Standard 15 means that as a practicing chaplain, you need to be reasonably well versed in the business of the healthcare industry and how your own organization is regulated and financed. I suggest reading at least one general healthcare trade publication on a weekly basis (free subscriptions at HealthLeadersMedia.com or BeckersHealthcare.com) and have it come straight to your email account, so it becomes your routine. Ask your finance department to do an in-service for you on what you should know about the finances of your organization (and the issues are different in acute care, long-term care, hospice/palliative care, clinics/physician practices). Also, ask what you can do to make your organization more financially healthy. Reducing length of stay (cost reduction) or improving patient satisfaction scores (enhancing revenue) are prime examples, but there are many more. Ask your executive leadership how they view your contribution, and determine if they understand what you do.
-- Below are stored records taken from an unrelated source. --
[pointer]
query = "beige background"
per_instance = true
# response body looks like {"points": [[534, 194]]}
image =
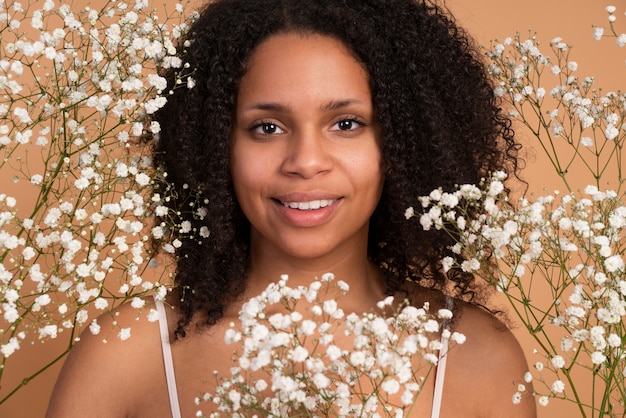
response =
{"points": [[485, 19]]}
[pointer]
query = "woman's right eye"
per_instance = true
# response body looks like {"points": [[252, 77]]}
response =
{"points": [[267, 128]]}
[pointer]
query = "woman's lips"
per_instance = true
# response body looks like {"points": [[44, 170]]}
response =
{"points": [[310, 205], [306, 212]]}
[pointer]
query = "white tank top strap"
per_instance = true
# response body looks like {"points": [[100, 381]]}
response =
{"points": [[441, 364], [167, 359]]}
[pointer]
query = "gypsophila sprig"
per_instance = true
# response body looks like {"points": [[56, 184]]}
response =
{"points": [[578, 126], [569, 250], [77, 87], [297, 353]]}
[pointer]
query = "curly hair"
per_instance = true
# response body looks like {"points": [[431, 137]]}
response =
{"points": [[440, 126]]}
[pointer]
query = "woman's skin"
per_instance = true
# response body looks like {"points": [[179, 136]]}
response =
{"points": [[307, 171]]}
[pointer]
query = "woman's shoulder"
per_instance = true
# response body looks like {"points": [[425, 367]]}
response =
{"points": [[491, 360], [111, 365]]}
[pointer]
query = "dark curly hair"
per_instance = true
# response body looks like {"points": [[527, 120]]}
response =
{"points": [[440, 126]]}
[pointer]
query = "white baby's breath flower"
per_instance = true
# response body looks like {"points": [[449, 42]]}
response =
{"points": [[558, 386], [124, 334]]}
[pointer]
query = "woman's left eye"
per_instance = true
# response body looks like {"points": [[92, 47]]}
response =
{"points": [[347, 125]]}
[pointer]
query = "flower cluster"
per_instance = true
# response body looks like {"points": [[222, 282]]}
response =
{"points": [[579, 128], [77, 89], [568, 248], [298, 354]]}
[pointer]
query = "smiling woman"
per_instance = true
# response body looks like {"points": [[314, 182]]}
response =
{"points": [[306, 167], [311, 128]]}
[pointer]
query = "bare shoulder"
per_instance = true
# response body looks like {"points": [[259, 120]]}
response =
{"points": [[104, 373], [492, 362]]}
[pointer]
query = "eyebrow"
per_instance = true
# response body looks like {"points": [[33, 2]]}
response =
{"points": [[276, 107]]}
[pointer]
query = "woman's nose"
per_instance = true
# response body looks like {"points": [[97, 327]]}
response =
{"points": [[308, 154]]}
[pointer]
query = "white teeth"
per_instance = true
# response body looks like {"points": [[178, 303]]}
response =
{"points": [[312, 205]]}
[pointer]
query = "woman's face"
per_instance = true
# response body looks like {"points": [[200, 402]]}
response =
{"points": [[305, 157]]}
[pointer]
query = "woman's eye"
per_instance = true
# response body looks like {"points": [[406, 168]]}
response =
{"points": [[267, 128], [347, 125]]}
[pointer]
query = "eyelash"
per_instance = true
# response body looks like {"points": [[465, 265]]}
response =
{"points": [[356, 121]]}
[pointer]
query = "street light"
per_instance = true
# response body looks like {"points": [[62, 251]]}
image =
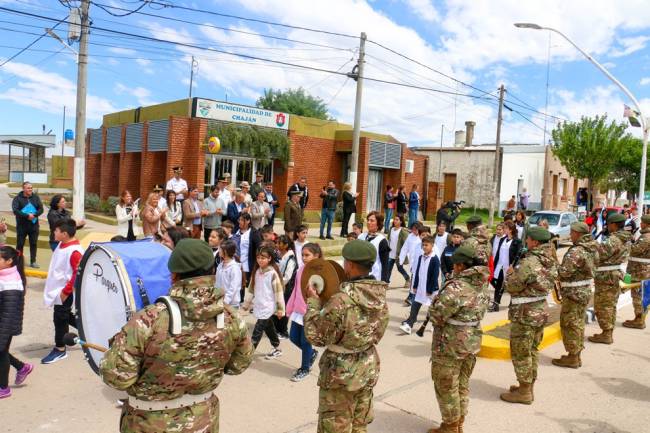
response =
{"points": [[644, 123]]}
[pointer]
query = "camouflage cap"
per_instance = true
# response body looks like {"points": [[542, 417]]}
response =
{"points": [[538, 234], [615, 218], [359, 251], [579, 227], [463, 254], [190, 255]]}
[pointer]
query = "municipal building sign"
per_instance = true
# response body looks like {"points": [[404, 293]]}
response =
{"points": [[209, 109]]}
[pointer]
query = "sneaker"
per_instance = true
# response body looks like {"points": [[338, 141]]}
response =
{"points": [[23, 373], [314, 355], [274, 354], [54, 356], [300, 375]]}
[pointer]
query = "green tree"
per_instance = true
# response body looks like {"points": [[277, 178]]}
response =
{"points": [[589, 148], [294, 101]]}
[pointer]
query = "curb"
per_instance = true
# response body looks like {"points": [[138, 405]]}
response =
{"points": [[499, 348]]}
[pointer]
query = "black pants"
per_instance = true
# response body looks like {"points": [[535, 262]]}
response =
{"points": [[498, 287], [22, 231], [63, 319], [345, 222], [265, 326], [7, 359], [413, 315]]}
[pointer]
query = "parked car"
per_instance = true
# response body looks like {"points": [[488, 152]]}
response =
{"points": [[559, 223]]}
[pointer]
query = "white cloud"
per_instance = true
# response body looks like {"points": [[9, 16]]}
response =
{"points": [[423, 9], [48, 91]]}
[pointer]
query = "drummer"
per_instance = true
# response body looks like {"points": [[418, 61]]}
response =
{"points": [[172, 388], [350, 324]]}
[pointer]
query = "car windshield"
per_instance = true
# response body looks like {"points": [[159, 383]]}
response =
{"points": [[552, 218]]}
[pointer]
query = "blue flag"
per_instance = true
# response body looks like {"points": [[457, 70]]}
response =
{"points": [[645, 294]]}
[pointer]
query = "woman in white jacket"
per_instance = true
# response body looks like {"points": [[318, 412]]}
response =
{"points": [[127, 214]]}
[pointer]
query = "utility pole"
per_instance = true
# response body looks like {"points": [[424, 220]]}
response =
{"points": [[357, 74], [497, 160], [189, 102], [78, 185]]}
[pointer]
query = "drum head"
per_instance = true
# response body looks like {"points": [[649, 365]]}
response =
{"points": [[324, 274], [102, 300]]}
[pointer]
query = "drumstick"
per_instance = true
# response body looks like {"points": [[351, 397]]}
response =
{"points": [[72, 339]]}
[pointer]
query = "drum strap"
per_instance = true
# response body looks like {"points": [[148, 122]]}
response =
{"points": [[175, 316]]}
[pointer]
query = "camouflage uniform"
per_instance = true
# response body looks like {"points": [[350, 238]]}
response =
{"points": [[478, 239], [349, 325], [534, 277], [577, 267], [153, 365], [453, 352], [612, 252], [638, 270]]}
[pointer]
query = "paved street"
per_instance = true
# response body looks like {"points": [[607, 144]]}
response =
{"points": [[610, 394]]}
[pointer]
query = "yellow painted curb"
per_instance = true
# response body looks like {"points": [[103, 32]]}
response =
{"points": [[499, 348]]}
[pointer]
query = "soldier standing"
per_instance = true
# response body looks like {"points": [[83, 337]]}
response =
{"points": [[478, 239], [576, 277], [350, 324], [529, 286], [456, 316], [170, 362], [612, 252], [638, 266]]}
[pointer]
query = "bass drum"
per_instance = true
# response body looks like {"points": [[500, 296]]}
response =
{"points": [[116, 279]]}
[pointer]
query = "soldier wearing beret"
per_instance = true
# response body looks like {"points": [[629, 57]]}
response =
{"points": [[478, 239], [612, 252], [456, 315], [529, 285], [171, 356], [638, 266], [576, 278], [349, 325]]}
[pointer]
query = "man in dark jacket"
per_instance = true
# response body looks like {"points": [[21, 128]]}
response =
{"points": [[27, 207]]}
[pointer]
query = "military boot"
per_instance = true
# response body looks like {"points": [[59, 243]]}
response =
{"points": [[604, 337], [445, 427], [522, 395], [637, 323], [570, 361]]}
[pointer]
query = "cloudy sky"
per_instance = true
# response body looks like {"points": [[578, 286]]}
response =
{"points": [[463, 47]]}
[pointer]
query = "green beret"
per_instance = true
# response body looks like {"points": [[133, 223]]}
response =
{"points": [[190, 255], [463, 254], [579, 227], [538, 234], [615, 218], [360, 252]]}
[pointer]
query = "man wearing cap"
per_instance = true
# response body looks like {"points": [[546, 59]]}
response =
{"points": [[576, 278], [612, 253], [478, 239], [350, 324], [529, 285], [161, 359], [638, 266], [456, 314]]}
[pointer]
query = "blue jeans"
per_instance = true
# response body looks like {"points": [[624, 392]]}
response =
{"points": [[297, 337], [413, 216], [388, 220], [326, 215]]}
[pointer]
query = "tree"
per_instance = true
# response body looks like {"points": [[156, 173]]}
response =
{"points": [[589, 148], [294, 101]]}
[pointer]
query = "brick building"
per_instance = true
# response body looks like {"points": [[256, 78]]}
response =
{"points": [[135, 149]]}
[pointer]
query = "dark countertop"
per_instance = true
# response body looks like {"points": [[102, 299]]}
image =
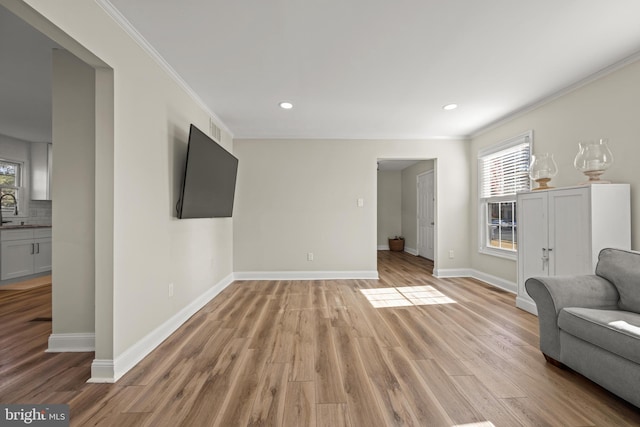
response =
{"points": [[19, 227]]}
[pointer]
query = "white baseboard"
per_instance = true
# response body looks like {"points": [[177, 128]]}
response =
{"points": [[479, 275], [408, 250], [107, 370], [77, 342], [102, 371], [305, 275], [411, 251]]}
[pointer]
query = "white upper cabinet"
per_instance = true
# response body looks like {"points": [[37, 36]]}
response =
{"points": [[561, 231]]}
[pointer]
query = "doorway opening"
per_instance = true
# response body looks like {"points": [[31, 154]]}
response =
{"points": [[406, 191]]}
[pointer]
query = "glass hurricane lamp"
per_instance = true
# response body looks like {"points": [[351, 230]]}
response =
{"points": [[593, 159], [542, 169]]}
Meet with your clinical leadership and educate them on the contributions you can make to an interdisciplinary care team — if you aren’t doing that already. Ask your compliance department about regulation. Interestingly, the leading accrediting agency for U.S. hospitals, The Joint Commission, pays little attention to the provision of spiritual care on their surveys, and the cognate groups are addressing with TJC how their surveyors would recognize consistent, effective spiritual care. To the best of my knowledge, chaplaincy is required by Medicare only for hospice providers. Unless we work for a religiously based organization that has spiritual care in its mission, we are optional.
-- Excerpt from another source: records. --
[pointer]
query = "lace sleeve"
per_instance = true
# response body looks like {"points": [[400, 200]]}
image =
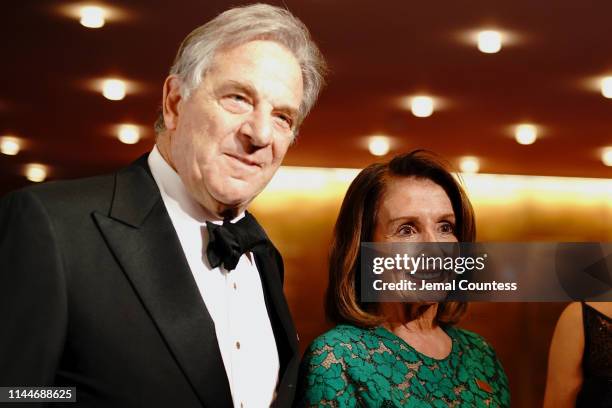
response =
{"points": [[323, 379]]}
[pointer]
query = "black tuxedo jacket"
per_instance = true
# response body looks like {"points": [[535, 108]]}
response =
{"points": [[95, 292]]}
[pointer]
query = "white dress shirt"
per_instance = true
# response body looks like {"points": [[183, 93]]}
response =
{"points": [[234, 299]]}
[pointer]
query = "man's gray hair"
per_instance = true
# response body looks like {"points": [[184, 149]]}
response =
{"points": [[238, 26]]}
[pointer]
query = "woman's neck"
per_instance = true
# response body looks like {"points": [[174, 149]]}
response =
{"points": [[396, 316]]}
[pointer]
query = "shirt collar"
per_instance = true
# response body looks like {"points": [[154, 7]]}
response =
{"points": [[171, 187]]}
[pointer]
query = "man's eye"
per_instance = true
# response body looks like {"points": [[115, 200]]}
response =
{"points": [[238, 98], [286, 120]]}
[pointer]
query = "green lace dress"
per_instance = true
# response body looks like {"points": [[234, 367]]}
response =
{"points": [[349, 366]]}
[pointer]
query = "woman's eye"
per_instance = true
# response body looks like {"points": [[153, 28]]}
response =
{"points": [[406, 229]]}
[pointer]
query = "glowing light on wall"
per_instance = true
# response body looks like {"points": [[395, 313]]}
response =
{"points": [[92, 16], [422, 106], [10, 145], [469, 164], [606, 156], [114, 89], [36, 172], [606, 87], [379, 145], [526, 134], [128, 134], [489, 41]]}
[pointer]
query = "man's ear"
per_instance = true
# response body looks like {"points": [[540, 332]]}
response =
{"points": [[171, 101]]}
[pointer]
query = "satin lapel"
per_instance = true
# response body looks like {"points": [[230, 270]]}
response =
{"points": [[139, 232]]}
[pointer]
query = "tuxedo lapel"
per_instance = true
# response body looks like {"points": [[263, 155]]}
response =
{"points": [[139, 232]]}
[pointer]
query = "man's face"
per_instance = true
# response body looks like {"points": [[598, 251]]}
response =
{"points": [[232, 133]]}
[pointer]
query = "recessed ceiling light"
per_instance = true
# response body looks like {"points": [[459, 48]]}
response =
{"points": [[9, 145], [422, 106], [606, 87], [469, 164], [128, 134], [92, 16], [489, 41], [94, 13], [526, 134], [113, 89], [606, 156], [379, 145], [36, 172]]}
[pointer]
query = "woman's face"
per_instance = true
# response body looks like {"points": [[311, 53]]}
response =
{"points": [[415, 210]]}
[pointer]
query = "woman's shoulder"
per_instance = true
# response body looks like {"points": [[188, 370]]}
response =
{"points": [[470, 339], [341, 334]]}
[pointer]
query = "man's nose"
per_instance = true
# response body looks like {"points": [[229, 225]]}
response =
{"points": [[258, 128]]}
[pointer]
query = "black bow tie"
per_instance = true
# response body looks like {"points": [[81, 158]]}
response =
{"points": [[229, 241]]}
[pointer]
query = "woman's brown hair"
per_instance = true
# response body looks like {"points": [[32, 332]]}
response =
{"points": [[356, 223]]}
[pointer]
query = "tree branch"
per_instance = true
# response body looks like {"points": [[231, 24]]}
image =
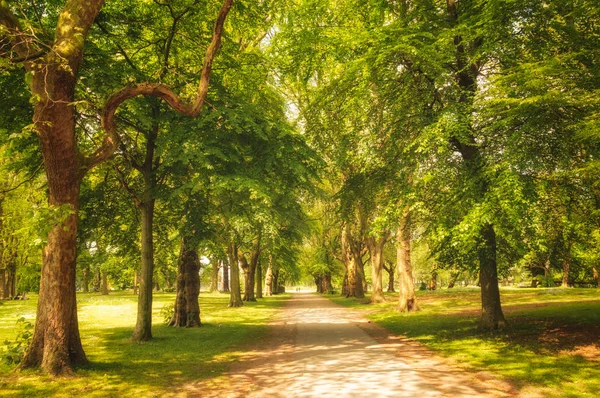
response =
{"points": [[160, 91]]}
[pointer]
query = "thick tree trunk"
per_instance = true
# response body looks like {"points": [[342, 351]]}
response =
{"points": [[391, 270], [407, 298], [235, 298], [492, 316], [143, 327], [214, 277], [269, 278], [86, 280], [375, 246], [187, 308], [225, 287], [104, 282], [432, 284], [135, 283], [276, 282], [259, 280], [56, 345]]}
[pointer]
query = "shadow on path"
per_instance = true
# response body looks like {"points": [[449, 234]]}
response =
{"points": [[317, 348]]}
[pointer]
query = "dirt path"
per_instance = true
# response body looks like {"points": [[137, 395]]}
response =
{"points": [[317, 348]]}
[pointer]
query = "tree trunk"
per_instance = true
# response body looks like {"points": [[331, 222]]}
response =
{"points": [[143, 327], [214, 277], [225, 287], [375, 246], [56, 345], [259, 280], [269, 278], [391, 270], [235, 298], [104, 282], [187, 308], [86, 280], [407, 298], [276, 282], [432, 285], [492, 316], [135, 283]]}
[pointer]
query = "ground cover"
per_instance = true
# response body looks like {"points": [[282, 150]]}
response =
{"points": [[120, 367], [550, 348]]}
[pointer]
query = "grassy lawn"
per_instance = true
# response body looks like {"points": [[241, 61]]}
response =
{"points": [[551, 346], [174, 359]]}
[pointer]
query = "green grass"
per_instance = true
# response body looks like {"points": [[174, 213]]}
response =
{"points": [[551, 346], [173, 360]]}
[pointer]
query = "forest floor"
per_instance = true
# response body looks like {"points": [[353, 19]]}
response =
{"points": [[318, 348], [550, 347], [162, 367]]}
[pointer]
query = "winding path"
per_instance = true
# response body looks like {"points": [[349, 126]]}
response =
{"points": [[317, 348]]}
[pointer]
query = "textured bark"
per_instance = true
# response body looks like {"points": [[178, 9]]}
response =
{"points": [[269, 278], [235, 298], [466, 74], [187, 308], [259, 280], [276, 282], [86, 280], [391, 270], [407, 299], [56, 345], [214, 277], [352, 258], [104, 282], [143, 326], [492, 316], [375, 246]]}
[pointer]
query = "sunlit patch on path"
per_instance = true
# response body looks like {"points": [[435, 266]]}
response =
{"points": [[317, 348]]}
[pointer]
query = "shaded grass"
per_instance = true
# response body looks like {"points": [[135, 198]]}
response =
{"points": [[551, 346], [122, 368]]}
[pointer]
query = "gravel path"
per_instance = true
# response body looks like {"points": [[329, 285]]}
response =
{"points": [[317, 348]]}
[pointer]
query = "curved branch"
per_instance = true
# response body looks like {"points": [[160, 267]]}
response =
{"points": [[161, 91]]}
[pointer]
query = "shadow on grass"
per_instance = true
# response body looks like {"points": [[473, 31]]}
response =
{"points": [[552, 339]]}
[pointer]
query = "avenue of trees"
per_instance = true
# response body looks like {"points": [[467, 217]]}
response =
{"points": [[368, 145]]}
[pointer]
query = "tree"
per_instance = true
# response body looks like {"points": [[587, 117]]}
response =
{"points": [[56, 345]]}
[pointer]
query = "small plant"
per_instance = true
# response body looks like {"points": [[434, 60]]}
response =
{"points": [[13, 351], [167, 312]]}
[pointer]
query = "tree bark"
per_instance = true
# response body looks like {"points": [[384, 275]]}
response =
{"points": [[225, 287], [269, 278], [187, 308], [407, 299], [104, 282], [276, 281], [391, 270], [86, 280], [235, 298], [143, 327], [375, 246], [259, 280], [214, 277]]}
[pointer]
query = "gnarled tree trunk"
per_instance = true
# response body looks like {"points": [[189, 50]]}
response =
{"points": [[235, 297], [375, 246], [269, 278], [407, 299], [187, 308]]}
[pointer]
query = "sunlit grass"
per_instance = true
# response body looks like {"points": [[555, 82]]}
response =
{"points": [[529, 352], [122, 368]]}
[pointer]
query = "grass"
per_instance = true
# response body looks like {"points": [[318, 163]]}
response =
{"points": [[551, 346], [174, 360]]}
Standard 305.1: In your own organization, you need to be able to articulate the value of your pastoral/spiritual care contribution to the overall effort. Remember, almost all of us work in environments that are in an ongoing quest to reduce expense. If you read Vision regularly, you know that we have been encouraged to become an active part of the interdisciplinary clinical team, to chart our work in the medical record (and help our colleagues understand its value), and to prove our contribution through participation in research around our profession. A critical aspect of this research is having reasonable, reliable measures of the quality and outcomes of the work we perform. In my hospital career, I heard far too many healthcare executives suggest that a full-time pastoral care department is a luxury, so why don’t we just ask the volunteer community clergy to take care of the spiritual care needs. Uninformed positions require education.
Standard 305.3: We have a vital role to play in many aspects of the culture of our organizations, from spiritual support and active listening with patients/residents and their families; to our own staff and physicians; to assistance in conflict resolution; to guidance with end-of-life decisions; to educating other members of the team to recognize spiritual distress; to grief support; to ethics issues; and religious services and celebrations. While we are doing this work for which the Lord has called each of us, we need to articulate its importance to our health system leaders.
I am proud to call NACC my new professional organization, and pray for our continued success.
Timothy J. Crowley is a staff chaplain at Twin Lakes Senior Living Community in Montgomery, OH, and is a retired hospital executive and a life fellow in the American College of Healthcare Executives.